South Carolina State Senator Glenn McConnell created the Friends of the Hunley, a non-profit organization, and tabbed businessman Warren Lasch as its Chairman, to raise funds for the recovery of the long-missing sub. A massive archaeological and research effort took place, and preparations were made to begin recovery. A metal truss was constructed over the 40 foot long vessel, and divers guided 30 individual slings through tunnels underneath the vessel. Each individual sling was injected with inflatable foam which would mold to the shape of the vessel. Finally on August 8, 2000, people from all over the world came to see the H.L. Hunley as she was lifted out of the water. Thousands gathered in Charleston Harbour and cheered upon seeing the long-lost legendary sub.
The vessel was taken to the Warren Lasch Conservation Center, where she was placed in a tank of cold water to preserve her structure. The inside of the vessel was then opened, where all 8 crewmen’s remains were found in place, still where they sat when they died. They were buried on April 17th, 2004 at Magnolia Cemetery in Charleston, South Carolina, next to H.L. Hunley and the 7 others who died in Charleston Harbor during testing. The burial ceremony followed a 4.5 mile procession through Charleston, and was viewed by tens of thousands of people.

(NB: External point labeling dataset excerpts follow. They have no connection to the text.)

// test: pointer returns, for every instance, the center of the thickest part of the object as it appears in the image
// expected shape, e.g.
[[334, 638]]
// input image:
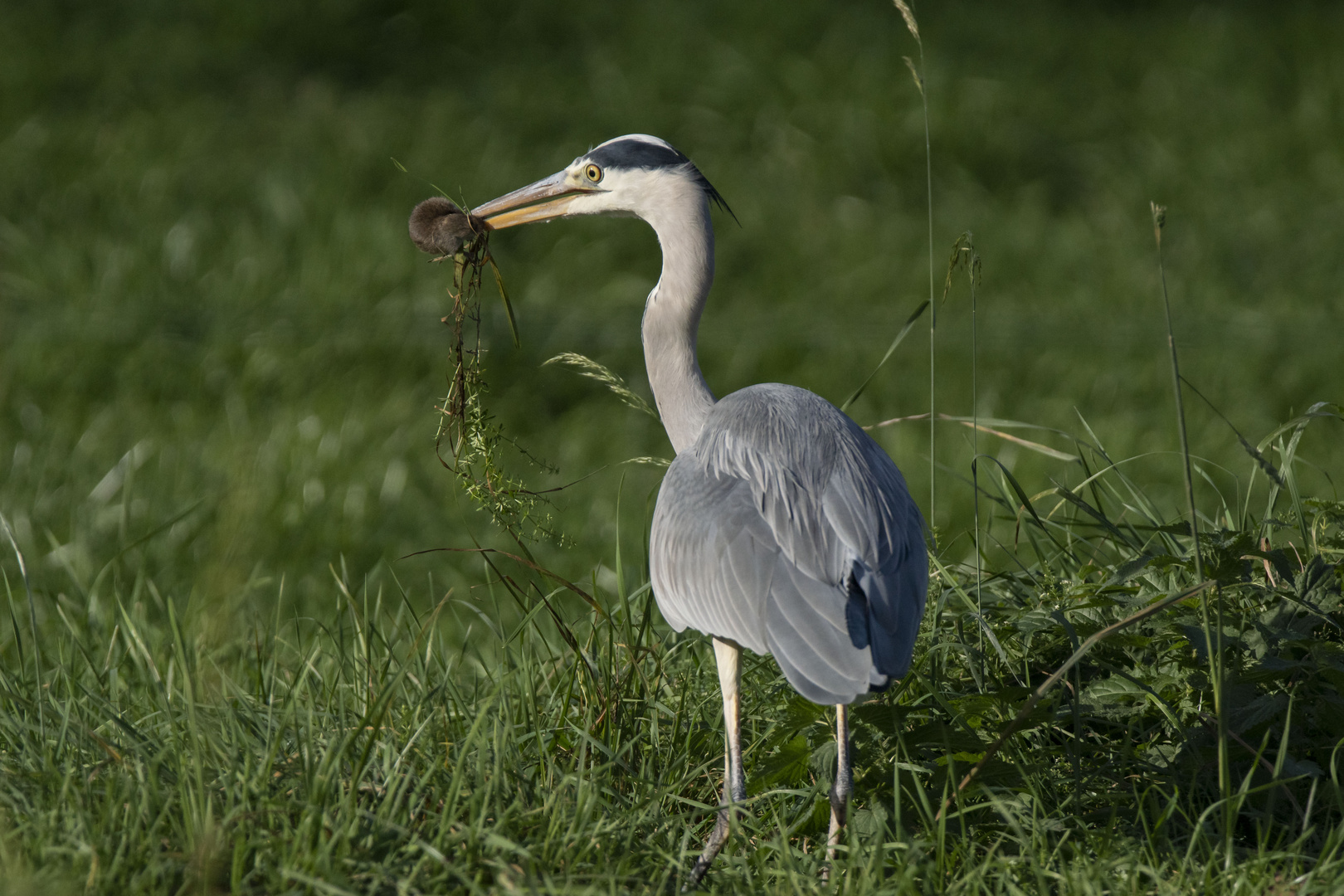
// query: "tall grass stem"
[[1213, 640]]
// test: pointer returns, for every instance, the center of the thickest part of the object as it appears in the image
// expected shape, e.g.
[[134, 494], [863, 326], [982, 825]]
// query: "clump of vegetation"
[[466, 430]]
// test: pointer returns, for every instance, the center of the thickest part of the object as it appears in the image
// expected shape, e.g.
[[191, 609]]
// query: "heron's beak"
[[543, 201]]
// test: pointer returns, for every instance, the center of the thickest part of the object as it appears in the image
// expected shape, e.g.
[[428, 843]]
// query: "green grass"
[[219, 356]]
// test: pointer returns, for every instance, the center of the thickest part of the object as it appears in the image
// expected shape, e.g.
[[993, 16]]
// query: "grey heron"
[[782, 527]]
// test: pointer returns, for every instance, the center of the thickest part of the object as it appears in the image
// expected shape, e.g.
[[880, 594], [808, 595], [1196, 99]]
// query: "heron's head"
[[633, 175]]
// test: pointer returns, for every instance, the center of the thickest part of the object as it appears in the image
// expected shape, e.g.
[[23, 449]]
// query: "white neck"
[[672, 314]]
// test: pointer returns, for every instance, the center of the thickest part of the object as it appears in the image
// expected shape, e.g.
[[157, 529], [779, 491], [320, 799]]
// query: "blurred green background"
[[219, 353]]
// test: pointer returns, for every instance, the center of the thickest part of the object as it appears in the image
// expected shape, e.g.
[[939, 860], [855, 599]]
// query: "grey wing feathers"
[[789, 531]]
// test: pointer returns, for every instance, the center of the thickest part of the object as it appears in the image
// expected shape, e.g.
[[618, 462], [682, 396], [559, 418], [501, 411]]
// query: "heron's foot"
[[717, 839], [839, 809]]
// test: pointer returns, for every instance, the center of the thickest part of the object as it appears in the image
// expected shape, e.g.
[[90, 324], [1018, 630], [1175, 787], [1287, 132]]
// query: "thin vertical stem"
[[1213, 637], [933, 306], [975, 457]]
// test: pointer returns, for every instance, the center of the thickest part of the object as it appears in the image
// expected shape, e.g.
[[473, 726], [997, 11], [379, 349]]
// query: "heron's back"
[[788, 529]]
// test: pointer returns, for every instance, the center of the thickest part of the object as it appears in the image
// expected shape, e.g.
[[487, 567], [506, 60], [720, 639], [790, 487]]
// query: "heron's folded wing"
[[869, 508], [718, 567]]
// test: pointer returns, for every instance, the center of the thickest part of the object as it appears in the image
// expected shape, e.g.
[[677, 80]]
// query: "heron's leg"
[[845, 779], [734, 778]]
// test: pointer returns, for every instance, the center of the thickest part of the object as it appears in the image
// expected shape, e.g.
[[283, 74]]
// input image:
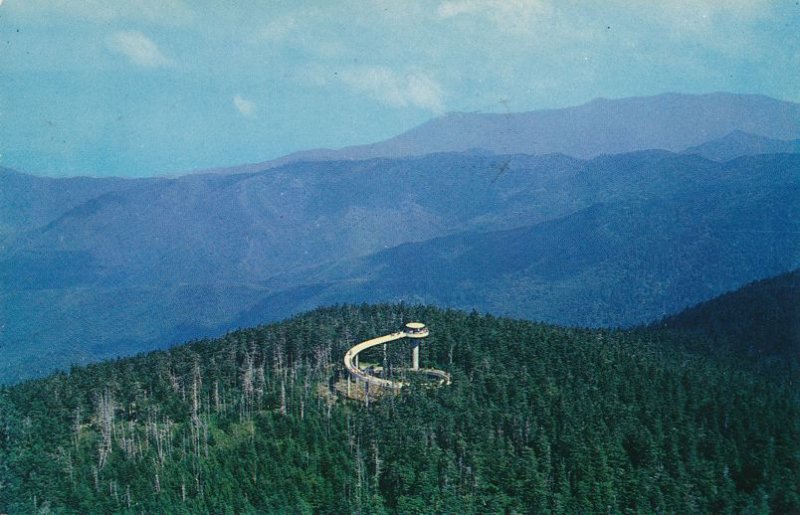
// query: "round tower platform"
[[416, 330]]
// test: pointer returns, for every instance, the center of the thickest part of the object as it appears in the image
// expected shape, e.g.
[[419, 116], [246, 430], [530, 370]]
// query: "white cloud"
[[246, 107], [517, 15], [169, 12], [138, 48], [279, 29], [397, 90]]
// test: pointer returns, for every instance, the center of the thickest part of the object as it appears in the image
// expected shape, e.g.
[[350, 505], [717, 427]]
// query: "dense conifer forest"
[[538, 418]]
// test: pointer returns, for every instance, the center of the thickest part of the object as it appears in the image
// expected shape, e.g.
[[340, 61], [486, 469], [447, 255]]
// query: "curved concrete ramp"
[[412, 330]]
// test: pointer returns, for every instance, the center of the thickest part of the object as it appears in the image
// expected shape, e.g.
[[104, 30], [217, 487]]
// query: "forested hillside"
[[538, 418], [613, 241], [761, 319]]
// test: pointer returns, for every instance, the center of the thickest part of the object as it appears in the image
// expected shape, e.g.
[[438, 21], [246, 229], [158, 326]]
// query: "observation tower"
[[413, 330]]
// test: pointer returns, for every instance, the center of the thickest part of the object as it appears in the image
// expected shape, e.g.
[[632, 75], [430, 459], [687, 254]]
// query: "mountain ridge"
[[669, 121]]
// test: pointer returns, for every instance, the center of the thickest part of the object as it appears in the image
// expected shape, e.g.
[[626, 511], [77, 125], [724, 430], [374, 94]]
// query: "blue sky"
[[101, 87]]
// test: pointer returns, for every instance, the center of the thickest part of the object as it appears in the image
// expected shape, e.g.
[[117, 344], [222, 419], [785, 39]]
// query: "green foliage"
[[538, 418]]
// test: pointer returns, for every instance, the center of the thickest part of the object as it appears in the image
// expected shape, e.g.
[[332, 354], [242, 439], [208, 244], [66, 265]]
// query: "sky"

The Hunley’s structure was found to be damaged in numerous places. Its rudder was broken off, and found underneath the vessel. There is a large hole in its aft ballast tank, among other damage. But none of the damage can be confirmed as the cause of its sinking, as much of the damage could have come from spending over 100 years on the bottom of the ocean. Interestingly, the Hunley’s ballast pumps were not set to pump water out, suggesting that the Hunley, possibly, did not flood with water, and the men did not drown.
So what caused the submarine to sink? Friends of the Hunley, at hunley.org, explains 4 popular theories: damage from the explosion of the torpedo, a collision with an approaching Union vessel, a lucky shot from a pistol through the conning tower, and the Hunley not being able to return to shore due to an outgoing tide. We may never know, but the team of Hunley researchers continue to investigate.
Of all the artifacts found, one in particular has an intriguing backstory. According to legend, the Hunley’s captain, George Dixon, was given a $20 gold coin by his sweetheart, Miss Queenie Bennett, and Dixon carried it with him at all times. On April 6th, 1862, Dixon was shot during the Battle of Shiloh, with the bullet striking him in the upper leg. But the bullet actually struck the gold coin in his pocket, which absorbed some of the impact. While still badly injured, Dixon’s life was, apparently, saved by the gold coin. For over a century this legend was told and retold, without any evidence to prove the legend to be true.
When the Hunley was finally brought to the surface and the remains of George Dixon could be observed, the legend came to life. In his pocket was a $20 gold coin, dated 1860, and very clearly warped, as if a bullet had struck it. Inscribed on one side of the coin are the words, ‘Shiloh, April 6th 1862, My life Preserver, G. E. D.’ George Erasmus Dixon. Forensic examination of the coin found traces of lead, as would exist if it were struck by a bullet. In addition, Senior Archaeologist of the Hunley, Maria Jacobsen, reported, “We found a healed gunshot wound on Dixon’s left upper thigh, with minute lead fragments embedded in the bone.” So often, legends turn out to be just that, especially from the world of maritime history. But the evidence suggests this legend is true.
Today, the preserved wreck of the H.L. Hunley and its artifacts, including George Dixon’s gold coin, can be seen in person at the Warren Lasch Conservation Center, in North Charleson, South Carolina.